L’Ordine degli avvocati e la Camera penale di Milano: collega indagata sembra invito a fare passo indietro

«È grave (o meglio inaccettabile)» che la notizia che l’avvocatessa di Alessia Pifferi, accusata dell’omicidio della figlia di soli 18 mesi, sia stata indagata per falso ideologico e favoreggiamento sia stata divulgata dalla stampa, «contro il principio di presunzione di innocenza, soprattutto in termini di lesione reputazionale indelebile». È quanto sostiene in una nota l’Ordine degli avvocati di Milano e la Camera penale di Milano che sottolinea come la «peculiarità» di questo caso è nel fatto che il pm Francesco De Tommasi oppostosi nel processo all’ammissione di una perizia sulla capacità dell’imputata, richiesta anche sulla base del diario clinico – ha ritenuto di iscrivere nel registro delle notizie di reato anche il difensore a processo in corso.

«Non si comprende l’urgenza di compiere atti di indagine, posto che i documenti ricercati sono custoditi in un istituto penitenziario e, dunque, ben difficilmente oggetto di dispersione. Non si comprende tale urgenza neppure rispetto a un atto istruttorio il cui risultato è tuttora ignoto, e il cui perito incaricato si troverà a dover fare valutazioni nel merito con lo spettro di un’indagine, che potrà sempre essere estesa. Non si comprende la ragione del mancato rispetto delle scansioni fisiologiche del processo, che dovrebbero semmai prevedere una richiesta di trasmissione atti fatta dal pm a conclusione del processo stesso» si aggiunge nel comunicato.

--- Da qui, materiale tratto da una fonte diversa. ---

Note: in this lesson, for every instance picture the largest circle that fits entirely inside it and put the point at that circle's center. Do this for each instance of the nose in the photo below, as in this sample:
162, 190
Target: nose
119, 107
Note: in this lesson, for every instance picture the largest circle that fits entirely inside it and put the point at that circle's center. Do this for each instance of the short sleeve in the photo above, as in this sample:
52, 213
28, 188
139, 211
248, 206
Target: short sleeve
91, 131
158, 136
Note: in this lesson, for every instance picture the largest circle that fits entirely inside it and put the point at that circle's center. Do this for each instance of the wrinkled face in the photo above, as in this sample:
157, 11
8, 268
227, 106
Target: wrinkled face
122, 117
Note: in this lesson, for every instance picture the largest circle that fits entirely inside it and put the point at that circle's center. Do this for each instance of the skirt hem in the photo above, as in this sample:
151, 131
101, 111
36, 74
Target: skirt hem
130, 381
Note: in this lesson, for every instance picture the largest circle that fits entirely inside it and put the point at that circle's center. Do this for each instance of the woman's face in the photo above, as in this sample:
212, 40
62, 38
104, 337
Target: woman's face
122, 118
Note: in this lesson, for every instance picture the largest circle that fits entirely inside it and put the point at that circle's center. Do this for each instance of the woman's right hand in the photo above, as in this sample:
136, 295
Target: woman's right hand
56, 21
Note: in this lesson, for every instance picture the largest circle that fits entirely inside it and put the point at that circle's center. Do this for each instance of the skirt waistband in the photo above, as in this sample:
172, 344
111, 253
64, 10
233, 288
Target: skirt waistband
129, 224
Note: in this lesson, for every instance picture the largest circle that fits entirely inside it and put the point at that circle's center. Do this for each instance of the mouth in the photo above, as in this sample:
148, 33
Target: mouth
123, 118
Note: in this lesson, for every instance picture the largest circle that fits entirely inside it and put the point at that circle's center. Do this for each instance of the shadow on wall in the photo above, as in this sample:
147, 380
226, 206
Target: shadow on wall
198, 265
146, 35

«Non si comprende, in verità, la necessità di ipotizzare un reato di falso in capo al difensore che ha utilizzato un documento ufficiale del carcere per formulare le proprie richieste di prova: ma non intendiamo entrare nel merito. Non possiamo non stigmatizzare queste modalità di azione del pubblico ministero. È difficile, mettendosi nei panni della collega, non avere la sensazione di un implicito invito a fare un passo indietro. E non vogliamo consentire che – proprio nella giornata internazionale per l’avvocato minacciato – una situazione del genere passi inosservata. La funzione difensiva non deve essere mai in pericolo».

La sorella di Alessia Pifferi: spero sia fatta chiarezza

«Sentire queste cose onestamente fa venire i capelli in piedi, pensare che le persone di cui ti fidi facciano un lavoro così non lo so spero sia fatta chiarezza». Così Viviana, sorella di Alessia Pifferi. A La Vita in Diretta, il programma di Rai1 condotto da Alberto Matano, Viviana racconta che la sorella Alessia «è una persona completamente cambiata dalla persona che è stata arrestata quella sera, anche il modo di parlare che aveva in casa nostra era completamente diverso da quello che c’è stato in udienza… Lei non è la persona così remissiva».

«Qualcosa è cambiato sicuramente, lei non avrebbe mai risposto in maniera così remissiva a nessuno – ribadisce Viviana – quello non è il suo carattere, il carattere di mia sorella è quello che è venuto fuori la sera dell’interrogatorio, quello che è venuto fuori nella lettera che mi ha mandato dal carcere piena di accuse e parole con un tono molto autoritario e non remissivo. Quella è lei. Spero sia fatta chiarezza e se c’è qualcosa che non va che venga fuori».